The biohack.me forums were originally run on Vanilla and ran from January 2011 to July 2024. They are preserved here as a read-only archive. If you had an account on the forums and are in the archive and wish to have either your posts anonymized or removed entirely, email us and let us know.

While we are no longer running Vanilla, Patreon badges are still being awarded, and shoutout forum posts are being created, because this is done directly in the database via an automated task.

Reverse Aging

George Church is suggesting that within 5 or 6 years age reversal might be possible.  I think more money effort and focus should be placed on this effort.  I am concerned that the religious and the elites will prevent those not in the small group $$$$$ from achieving improved lifespan.  

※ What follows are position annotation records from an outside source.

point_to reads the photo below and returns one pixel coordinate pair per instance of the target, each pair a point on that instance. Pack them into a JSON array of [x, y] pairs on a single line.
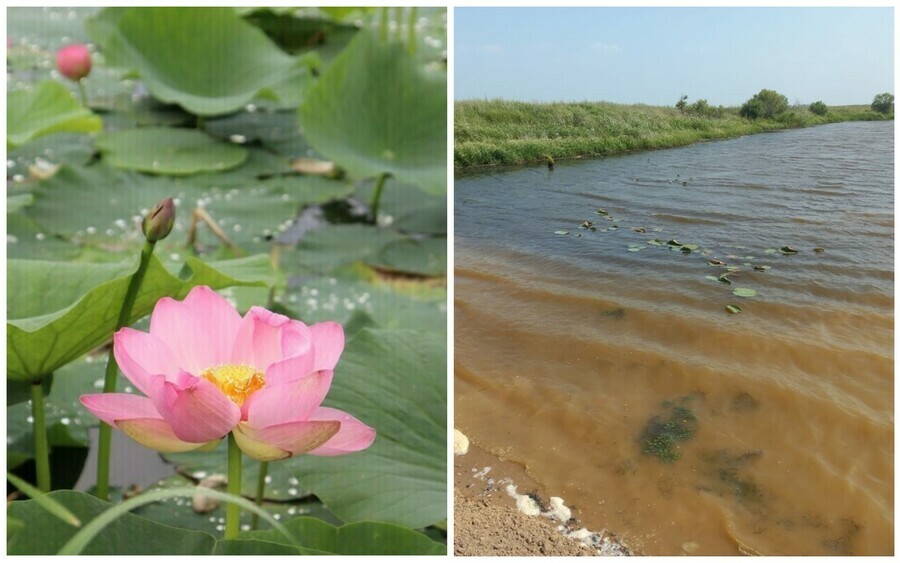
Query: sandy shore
[[487, 520]]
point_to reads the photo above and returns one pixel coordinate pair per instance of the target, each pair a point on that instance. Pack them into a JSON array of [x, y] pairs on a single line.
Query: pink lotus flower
[[74, 61], [206, 372]]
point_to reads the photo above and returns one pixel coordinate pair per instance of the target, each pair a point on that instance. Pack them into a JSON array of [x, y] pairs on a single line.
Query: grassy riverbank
[[499, 132]]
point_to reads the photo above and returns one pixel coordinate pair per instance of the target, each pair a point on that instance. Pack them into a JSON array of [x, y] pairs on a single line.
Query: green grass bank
[[500, 132]]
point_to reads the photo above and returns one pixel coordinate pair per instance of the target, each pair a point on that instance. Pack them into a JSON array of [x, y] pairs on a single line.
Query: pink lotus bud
[[74, 61], [158, 223]]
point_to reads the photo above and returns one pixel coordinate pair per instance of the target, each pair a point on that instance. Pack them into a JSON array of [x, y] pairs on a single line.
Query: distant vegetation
[[768, 104], [818, 108], [883, 103], [500, 132]]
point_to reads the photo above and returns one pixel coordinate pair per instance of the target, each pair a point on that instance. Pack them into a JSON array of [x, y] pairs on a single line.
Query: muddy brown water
[[568, 348]]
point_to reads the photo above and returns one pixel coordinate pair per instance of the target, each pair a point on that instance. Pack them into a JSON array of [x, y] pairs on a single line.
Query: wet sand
[[487, 522]]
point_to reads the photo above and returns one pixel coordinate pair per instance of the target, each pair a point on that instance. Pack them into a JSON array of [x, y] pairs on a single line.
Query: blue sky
[[653, 55]]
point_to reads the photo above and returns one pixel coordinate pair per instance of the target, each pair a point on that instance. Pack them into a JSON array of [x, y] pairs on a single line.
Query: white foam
[[460, 443], [558, 510]]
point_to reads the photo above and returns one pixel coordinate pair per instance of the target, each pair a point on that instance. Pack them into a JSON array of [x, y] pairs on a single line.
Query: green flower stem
[[411, 37], [233, 511], [383, 25], [83, 92], [260, 491], [112, 370], [41, 447], [376, 198]]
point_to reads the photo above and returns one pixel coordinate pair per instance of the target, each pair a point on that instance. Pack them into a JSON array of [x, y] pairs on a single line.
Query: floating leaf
[[164, 150], [207, 60], [375, 111], [49, 108], [128, 535], [395, 381], [363, 538], [744, 292]]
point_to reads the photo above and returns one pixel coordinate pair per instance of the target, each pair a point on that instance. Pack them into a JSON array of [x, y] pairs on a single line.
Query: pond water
[[582, 355]]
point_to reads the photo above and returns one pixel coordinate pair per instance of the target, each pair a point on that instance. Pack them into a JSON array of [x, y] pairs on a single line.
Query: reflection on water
[[605, 361]]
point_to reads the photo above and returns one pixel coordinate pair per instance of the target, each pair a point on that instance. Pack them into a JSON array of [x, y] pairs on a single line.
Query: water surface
[[569, 347]]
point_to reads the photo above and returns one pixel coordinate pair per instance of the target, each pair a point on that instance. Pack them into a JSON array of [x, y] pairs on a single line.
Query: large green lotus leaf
[[48, 108], [275, 130], [423, 257], [180, 512], [44, 534], [396, 382], [208, 60], [410, 210], [360, 538], [326, 249], [332, 248], [25, 239], [197, 465], [58, 311], [59, 148], [98, 205], [376, 110], [165, 150], [259, 547], [269, 208], [338, 299], [304, 29]]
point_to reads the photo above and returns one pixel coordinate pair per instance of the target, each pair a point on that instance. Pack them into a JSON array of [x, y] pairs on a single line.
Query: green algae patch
[[663, 433]]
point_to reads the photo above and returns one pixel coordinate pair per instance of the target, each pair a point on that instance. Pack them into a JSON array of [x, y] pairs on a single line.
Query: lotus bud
[[74, 61], [158, 223]]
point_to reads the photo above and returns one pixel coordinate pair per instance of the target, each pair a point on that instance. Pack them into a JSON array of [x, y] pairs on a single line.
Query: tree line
[[769, 104]]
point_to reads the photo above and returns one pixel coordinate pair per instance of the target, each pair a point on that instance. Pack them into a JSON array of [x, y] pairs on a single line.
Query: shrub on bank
[[883, 103], [767, 104], [818, 108]]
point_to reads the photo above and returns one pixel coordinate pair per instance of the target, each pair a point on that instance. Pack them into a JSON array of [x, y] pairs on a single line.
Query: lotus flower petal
[[352, 437], [294, 402], [138, 418], [290, 370], [200, 330], [207, 372], [141, 355], [258, 341], [329, 341], [293, 437], [197, 410]]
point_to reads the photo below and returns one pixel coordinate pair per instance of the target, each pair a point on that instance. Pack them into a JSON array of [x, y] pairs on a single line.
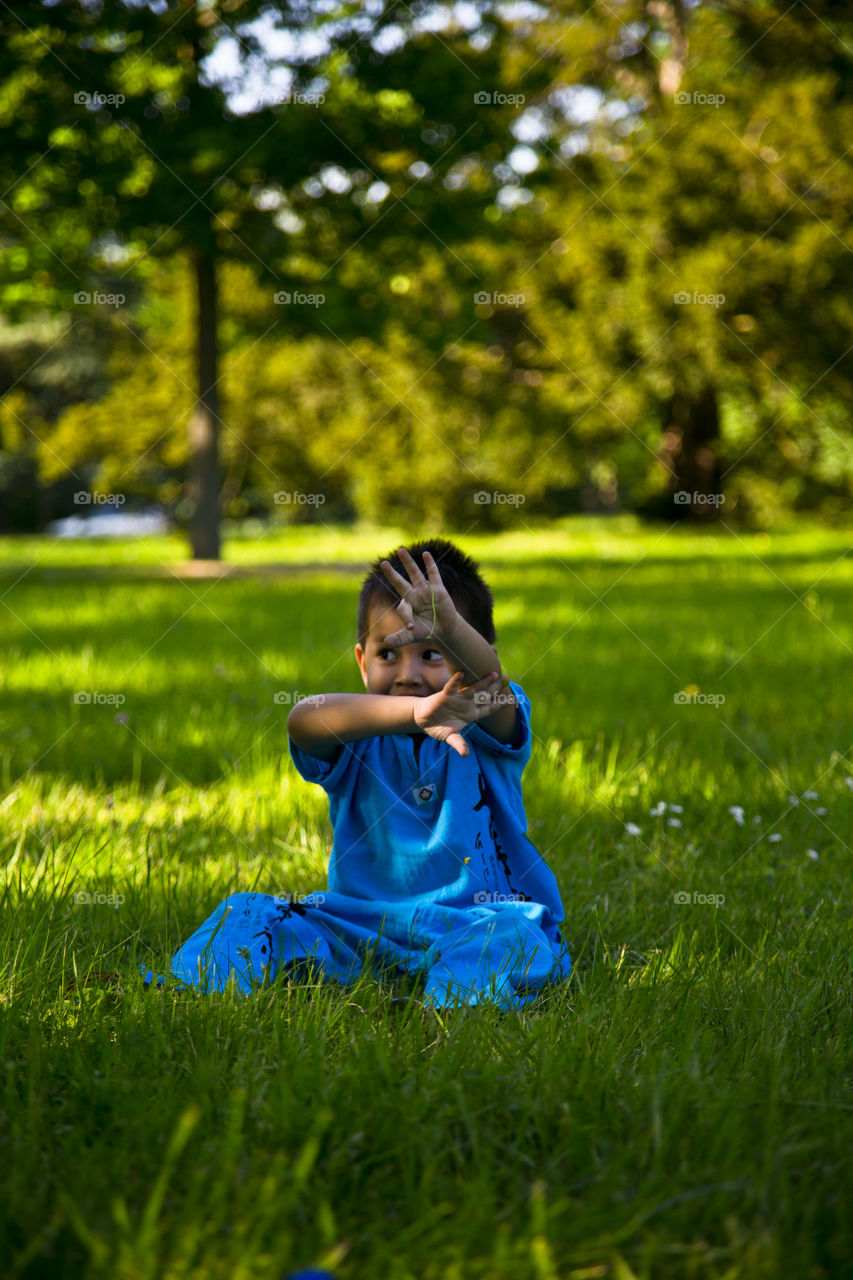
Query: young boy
[[430, 868]]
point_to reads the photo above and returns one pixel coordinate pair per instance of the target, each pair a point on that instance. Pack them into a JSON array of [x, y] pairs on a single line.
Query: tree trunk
[[689, 439], [204, 425]]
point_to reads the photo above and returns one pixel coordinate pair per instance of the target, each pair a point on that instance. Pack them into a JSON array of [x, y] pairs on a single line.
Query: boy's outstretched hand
[[425, 608], [443, 714]]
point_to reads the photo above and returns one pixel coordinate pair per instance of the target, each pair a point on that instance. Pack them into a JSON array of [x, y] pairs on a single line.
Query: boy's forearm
[[349, 717], [468, 652]]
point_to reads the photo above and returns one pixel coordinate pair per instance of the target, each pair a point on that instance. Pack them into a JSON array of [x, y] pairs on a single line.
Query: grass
[[680, 1109]]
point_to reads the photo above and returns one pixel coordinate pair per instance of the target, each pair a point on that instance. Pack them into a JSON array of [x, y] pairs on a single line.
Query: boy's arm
[[322, 727], [466, 650]]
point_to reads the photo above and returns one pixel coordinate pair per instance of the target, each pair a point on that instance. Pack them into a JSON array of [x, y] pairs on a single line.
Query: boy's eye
[[428, 653]]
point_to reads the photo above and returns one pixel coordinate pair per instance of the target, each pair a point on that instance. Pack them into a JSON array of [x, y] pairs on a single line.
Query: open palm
[[425, 609], [445, 713]]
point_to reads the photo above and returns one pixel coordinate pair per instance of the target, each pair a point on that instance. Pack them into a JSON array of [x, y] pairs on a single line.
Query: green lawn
[[682, 1107]]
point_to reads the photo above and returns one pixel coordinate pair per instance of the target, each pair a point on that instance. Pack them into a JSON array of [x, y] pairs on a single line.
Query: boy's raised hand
[[443, 714], [425, 608]]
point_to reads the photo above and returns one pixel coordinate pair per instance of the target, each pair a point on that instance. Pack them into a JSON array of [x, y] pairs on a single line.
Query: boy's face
[[407, 671]]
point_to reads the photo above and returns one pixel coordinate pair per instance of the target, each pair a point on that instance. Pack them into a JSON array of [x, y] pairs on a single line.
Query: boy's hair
[[459, 572]]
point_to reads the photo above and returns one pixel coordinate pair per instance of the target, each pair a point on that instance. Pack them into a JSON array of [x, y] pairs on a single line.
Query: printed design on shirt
[[498, 848], [283, 909]]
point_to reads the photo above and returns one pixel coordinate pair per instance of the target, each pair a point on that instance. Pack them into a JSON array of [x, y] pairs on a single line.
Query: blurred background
[[313, 263]]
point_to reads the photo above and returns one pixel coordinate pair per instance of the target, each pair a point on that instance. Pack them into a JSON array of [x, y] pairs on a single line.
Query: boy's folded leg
[[495, 959], [250, 938]]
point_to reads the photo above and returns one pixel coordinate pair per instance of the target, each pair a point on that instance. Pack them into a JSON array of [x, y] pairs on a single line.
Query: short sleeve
[[484, 741], [324, 773]]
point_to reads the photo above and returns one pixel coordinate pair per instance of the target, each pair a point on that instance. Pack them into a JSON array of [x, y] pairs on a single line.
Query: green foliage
[[711, 165]]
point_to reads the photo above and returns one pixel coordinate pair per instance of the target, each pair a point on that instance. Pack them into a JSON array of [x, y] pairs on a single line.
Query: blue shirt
[[427, 846]]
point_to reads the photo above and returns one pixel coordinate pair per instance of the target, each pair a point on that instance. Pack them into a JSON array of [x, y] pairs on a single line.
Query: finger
[[411, 567], [432, 570], [395, 577]]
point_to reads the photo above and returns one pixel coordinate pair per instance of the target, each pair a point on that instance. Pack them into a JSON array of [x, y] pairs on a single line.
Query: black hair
[[459, 572]]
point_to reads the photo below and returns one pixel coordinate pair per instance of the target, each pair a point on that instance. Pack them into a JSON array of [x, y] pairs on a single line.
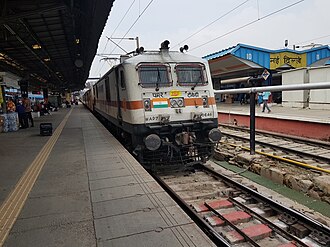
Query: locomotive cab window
[[154, 75], [191, 74]]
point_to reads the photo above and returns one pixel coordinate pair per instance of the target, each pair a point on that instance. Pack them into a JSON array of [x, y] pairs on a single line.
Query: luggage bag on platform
[[46, 129]]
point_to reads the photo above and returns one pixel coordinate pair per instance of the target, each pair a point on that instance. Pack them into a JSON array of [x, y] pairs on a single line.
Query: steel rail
[[270, 224], [206, 228], [275, 205], [296, 138]]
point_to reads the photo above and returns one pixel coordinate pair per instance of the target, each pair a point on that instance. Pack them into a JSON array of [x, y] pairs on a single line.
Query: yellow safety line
[[14, 203], [283, 159]]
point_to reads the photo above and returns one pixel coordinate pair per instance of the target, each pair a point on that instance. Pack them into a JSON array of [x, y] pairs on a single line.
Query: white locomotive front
[[162, 103]]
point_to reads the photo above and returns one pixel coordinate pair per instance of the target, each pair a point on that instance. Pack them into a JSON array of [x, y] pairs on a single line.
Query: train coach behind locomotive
[[162, 103]]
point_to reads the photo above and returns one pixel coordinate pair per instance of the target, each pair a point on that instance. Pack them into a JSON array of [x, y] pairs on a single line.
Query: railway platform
[[80, 187], [301, 122]]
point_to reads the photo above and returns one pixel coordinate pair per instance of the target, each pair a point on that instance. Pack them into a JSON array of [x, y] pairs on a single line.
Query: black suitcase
[[46, 129]]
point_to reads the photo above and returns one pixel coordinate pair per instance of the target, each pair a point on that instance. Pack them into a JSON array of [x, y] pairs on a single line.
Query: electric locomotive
[[162, 104]]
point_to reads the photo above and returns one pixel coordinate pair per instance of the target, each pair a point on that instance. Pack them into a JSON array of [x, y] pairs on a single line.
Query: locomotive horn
[[184, 48], [164, 45]]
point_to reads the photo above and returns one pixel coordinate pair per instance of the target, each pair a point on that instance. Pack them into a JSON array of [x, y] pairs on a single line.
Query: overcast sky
[[175, 20]]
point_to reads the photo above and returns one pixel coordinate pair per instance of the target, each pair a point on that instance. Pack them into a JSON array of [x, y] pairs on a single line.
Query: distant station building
[[248, 66]]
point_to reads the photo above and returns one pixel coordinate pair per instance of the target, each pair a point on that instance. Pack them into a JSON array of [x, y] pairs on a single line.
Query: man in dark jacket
[[23, 121]]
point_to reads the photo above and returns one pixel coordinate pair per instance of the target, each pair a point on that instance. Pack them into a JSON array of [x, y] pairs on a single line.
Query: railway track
[[311, 152], [235, 215]]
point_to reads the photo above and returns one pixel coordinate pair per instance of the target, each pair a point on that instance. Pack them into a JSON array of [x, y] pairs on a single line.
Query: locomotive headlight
[[215, 135], [147, 104], [152, 142]]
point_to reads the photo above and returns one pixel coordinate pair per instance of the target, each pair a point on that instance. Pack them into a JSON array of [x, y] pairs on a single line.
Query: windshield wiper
[[199, 80], [158, 80]]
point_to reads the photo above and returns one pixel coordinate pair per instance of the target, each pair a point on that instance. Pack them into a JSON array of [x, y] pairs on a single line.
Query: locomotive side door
[[119, 113]]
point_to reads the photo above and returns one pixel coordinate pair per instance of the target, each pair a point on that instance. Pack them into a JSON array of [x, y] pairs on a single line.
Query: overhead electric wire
[[133, 24], [212, 22], [313, 39], [248, 24], [105, 47]]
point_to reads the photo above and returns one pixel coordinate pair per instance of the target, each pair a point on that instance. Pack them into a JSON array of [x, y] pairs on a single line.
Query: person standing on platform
[[22, 115], [11, 107], [28, 110], [265, 98]]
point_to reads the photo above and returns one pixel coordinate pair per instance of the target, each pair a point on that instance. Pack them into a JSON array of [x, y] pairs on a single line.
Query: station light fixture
[[36, 47]]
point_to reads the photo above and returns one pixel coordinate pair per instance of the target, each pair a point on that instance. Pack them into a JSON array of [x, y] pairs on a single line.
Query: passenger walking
[[28, 110], [23, 121], [265, 98]]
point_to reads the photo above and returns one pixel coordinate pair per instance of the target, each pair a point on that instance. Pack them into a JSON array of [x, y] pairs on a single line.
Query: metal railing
[[254, 90]]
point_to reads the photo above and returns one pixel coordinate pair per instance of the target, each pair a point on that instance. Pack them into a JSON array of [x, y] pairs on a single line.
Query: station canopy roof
[[51, 43]]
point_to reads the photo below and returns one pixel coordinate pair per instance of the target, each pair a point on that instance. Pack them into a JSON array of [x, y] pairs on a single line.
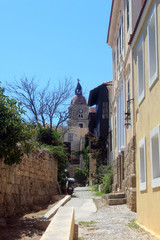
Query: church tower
[[78, 110], [77, 129]]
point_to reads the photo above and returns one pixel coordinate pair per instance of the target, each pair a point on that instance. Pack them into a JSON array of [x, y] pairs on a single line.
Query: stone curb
[[53, 210], [61, 226]]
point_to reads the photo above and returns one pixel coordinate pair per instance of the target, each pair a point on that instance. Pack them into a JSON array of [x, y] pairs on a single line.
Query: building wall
[[123, 135], [31, 182], [147, 117]]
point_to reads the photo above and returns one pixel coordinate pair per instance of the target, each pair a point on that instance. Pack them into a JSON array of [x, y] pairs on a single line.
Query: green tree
[[15, 133], [51, 139]]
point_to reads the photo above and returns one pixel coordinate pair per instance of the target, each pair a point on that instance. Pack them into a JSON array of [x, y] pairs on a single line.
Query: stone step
[[117, 201], [116, 195]]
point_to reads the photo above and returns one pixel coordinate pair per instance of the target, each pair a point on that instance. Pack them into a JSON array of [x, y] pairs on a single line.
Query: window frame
[[142, 185], [142, 95], [127, 14], [70, 137], [152, 79], [153, 133]]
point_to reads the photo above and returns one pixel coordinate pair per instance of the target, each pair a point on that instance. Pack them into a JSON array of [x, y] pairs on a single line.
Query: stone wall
[[129, 182], [31, 182], [124, 174]]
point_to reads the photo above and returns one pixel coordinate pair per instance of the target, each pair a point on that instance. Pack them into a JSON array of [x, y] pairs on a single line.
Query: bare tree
[[44, 104]]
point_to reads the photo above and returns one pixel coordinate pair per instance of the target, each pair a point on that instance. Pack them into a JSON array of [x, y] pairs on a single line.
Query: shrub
[[80, 176], [15, 133], [51, 139], [48, 136]]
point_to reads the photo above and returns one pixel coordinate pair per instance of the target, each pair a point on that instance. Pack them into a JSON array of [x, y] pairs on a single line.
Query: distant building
[[100, 123], [77, 128], [100, 97]]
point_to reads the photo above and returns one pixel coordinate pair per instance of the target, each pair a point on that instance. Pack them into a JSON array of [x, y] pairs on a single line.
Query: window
[[120, 119], [128, 94], [122, 34], [120, 41], [117, 52], [140, 64], [142, 164], [104, 110], [152, 47], [80, 115], [155, 156], [127, 5], [70, 137], [115, 131], [114, 66]]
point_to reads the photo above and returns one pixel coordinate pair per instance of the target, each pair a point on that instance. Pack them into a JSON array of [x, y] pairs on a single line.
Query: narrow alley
[[98, 221]]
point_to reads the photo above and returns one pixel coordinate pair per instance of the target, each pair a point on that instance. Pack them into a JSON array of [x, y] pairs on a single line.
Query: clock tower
[[78, 110]]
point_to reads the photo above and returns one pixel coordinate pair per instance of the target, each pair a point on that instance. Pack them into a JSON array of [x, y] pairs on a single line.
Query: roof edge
[[110, 21]]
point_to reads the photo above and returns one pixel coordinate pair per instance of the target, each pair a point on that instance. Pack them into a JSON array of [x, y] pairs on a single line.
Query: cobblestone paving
[[111, 222]]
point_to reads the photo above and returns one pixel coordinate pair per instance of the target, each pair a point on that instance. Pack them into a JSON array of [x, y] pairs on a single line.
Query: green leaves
[[51, 139], [15, 134]]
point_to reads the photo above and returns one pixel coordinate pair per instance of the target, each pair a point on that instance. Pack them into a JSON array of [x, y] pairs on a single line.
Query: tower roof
[[78, 99]]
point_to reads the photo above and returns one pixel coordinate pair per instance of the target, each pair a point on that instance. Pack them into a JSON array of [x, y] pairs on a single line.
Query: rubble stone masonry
[[124, 174], [31, 182]]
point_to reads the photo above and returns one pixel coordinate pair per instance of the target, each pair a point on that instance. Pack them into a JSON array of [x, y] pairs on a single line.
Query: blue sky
[[54, 39]]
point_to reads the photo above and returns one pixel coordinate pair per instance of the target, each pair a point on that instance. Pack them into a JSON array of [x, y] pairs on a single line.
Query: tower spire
[[78, 90]]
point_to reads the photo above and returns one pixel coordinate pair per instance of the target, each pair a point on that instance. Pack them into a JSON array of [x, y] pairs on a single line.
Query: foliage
[[45, 104], [15, 134], [48, 136], [80, 176], [51, 139], [133, 224]]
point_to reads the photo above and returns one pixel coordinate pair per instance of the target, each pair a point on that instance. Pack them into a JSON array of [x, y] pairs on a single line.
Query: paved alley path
[[109, 222]]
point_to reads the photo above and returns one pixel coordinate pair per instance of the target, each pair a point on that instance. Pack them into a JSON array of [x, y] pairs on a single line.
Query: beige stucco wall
[[31, 182], [146, 119]]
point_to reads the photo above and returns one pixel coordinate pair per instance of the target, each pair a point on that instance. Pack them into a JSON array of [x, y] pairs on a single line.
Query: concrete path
[[109, 222], [83, 203]]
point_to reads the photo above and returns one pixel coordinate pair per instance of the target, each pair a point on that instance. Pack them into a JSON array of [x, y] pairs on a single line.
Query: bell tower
[[78, 110]]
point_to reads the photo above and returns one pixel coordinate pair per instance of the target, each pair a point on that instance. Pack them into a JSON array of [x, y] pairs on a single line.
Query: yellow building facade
[[145, 46], [124, 14]]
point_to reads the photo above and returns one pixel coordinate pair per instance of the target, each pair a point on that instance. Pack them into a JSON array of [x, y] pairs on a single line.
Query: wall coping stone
[[61, 226], [53, 210]]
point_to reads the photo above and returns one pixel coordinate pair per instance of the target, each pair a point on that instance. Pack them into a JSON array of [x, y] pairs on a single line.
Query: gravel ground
[[111, 222]]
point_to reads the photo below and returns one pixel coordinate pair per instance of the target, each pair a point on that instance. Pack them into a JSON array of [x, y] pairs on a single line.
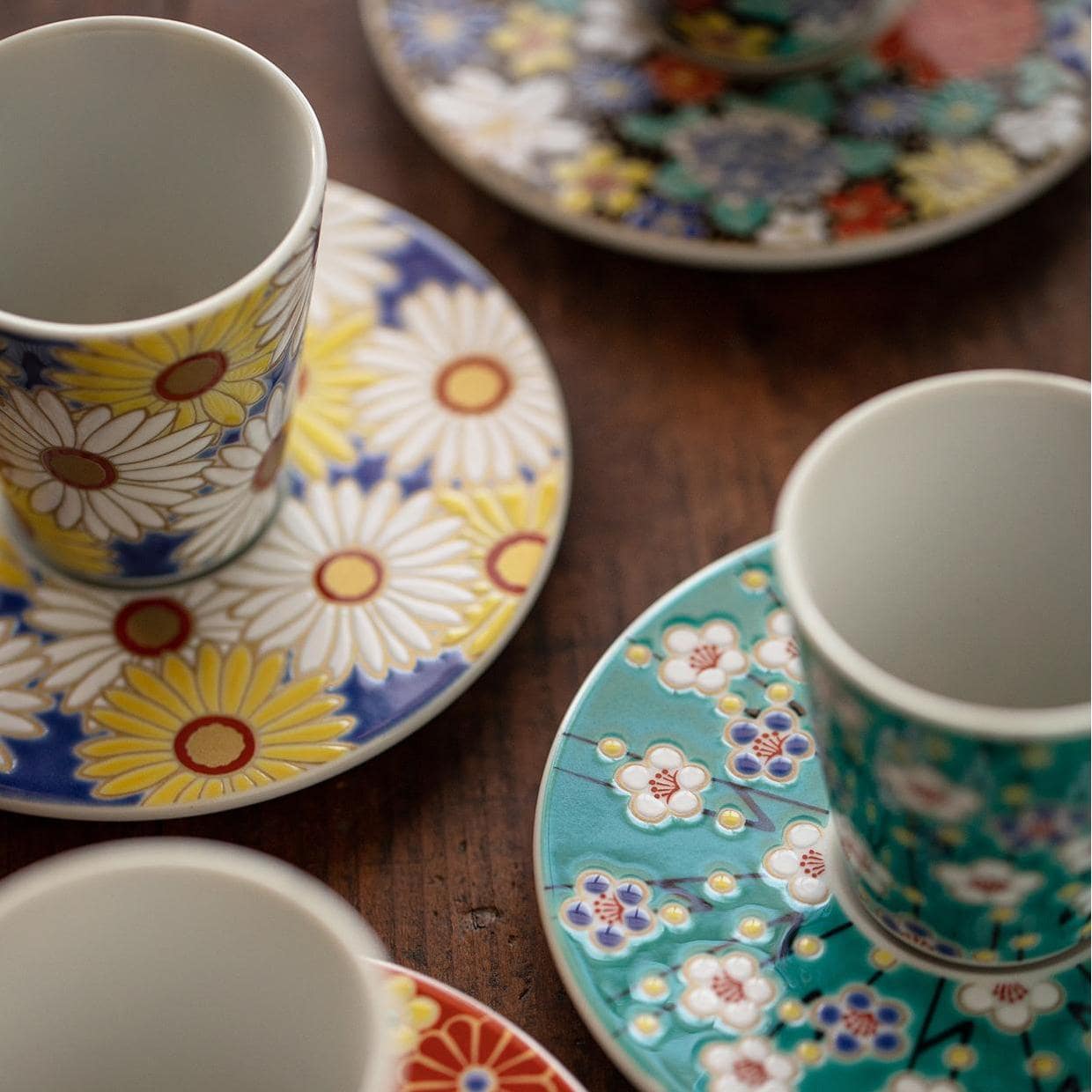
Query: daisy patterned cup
[[153, 301], [933, 551], [181, 963]]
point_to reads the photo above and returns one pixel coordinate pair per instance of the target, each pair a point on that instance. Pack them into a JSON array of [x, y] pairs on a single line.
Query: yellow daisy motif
[[601, 179], [952, 178], [71, 549], [208, 370], [510, 530], [328, 381], [224, 725]]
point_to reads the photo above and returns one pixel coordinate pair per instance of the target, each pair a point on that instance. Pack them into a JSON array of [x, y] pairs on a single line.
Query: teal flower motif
[[960, 108]]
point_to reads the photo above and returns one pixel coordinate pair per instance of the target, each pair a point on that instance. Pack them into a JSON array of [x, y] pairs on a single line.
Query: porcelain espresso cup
[[933, 550], [178, 964], [159, 223]]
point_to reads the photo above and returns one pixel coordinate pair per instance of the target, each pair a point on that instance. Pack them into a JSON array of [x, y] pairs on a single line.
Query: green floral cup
[[933, 550], [159, 226]]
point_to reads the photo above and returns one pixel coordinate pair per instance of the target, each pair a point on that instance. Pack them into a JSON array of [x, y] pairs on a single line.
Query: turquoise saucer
[[683, 879]]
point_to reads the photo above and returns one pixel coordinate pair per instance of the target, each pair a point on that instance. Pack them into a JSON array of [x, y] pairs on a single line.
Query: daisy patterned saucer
[[682, 868], [428, 478], [448, 1042], [577, 113]]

George indicates they are working on 65 different tests in which they modify the epigenetic via crispr.  The epigenetics are modified via crisper to have the expression more similar to a young cell.  Thus the time clock in our cells is reset. 


Comments

Displaying all 2 comments
  1. I smell woo
  2. Aging is an extremely complex subject. Some in the molecular community have suggested that it is too complicated. Others think we can easily treat it as a disease. Both sides have a very real point. Aging is complex but I also think that it is treatable.

    Studies suggest that increasing telomere length in aging mice showed a reversal of aging; it also showed well over 80% increase in cancer risk in those mice.

    I think we take more of an old school take to the aging problem. We won't understand EVERYTHING that can effect aging. But we might be able to treat the symptoms of it. This is going to require not only modifying our genome but also adding in regulatory feedback loops in as well to control those changes properly (aka avoid cancer).

    My pet project right now is showing a regulatory system would be the fix for this. I can show proof of concept work in lower organisms that can be easily modified.

    The big problem with all this. Targeting system. China just released a few studies showing that the CRISPR system is not as site-specific as we would like for humans. Actually a lot of organisms, including some bacteria, are a pain in the ass to adapt CRISPR to. This is the problem that will slow us down more than anything.

    Progress is inevitable no one, no matter how powerful, can stop this train.

    BTW anyone interested in an aging project or might know some funding sources. Give me a shout.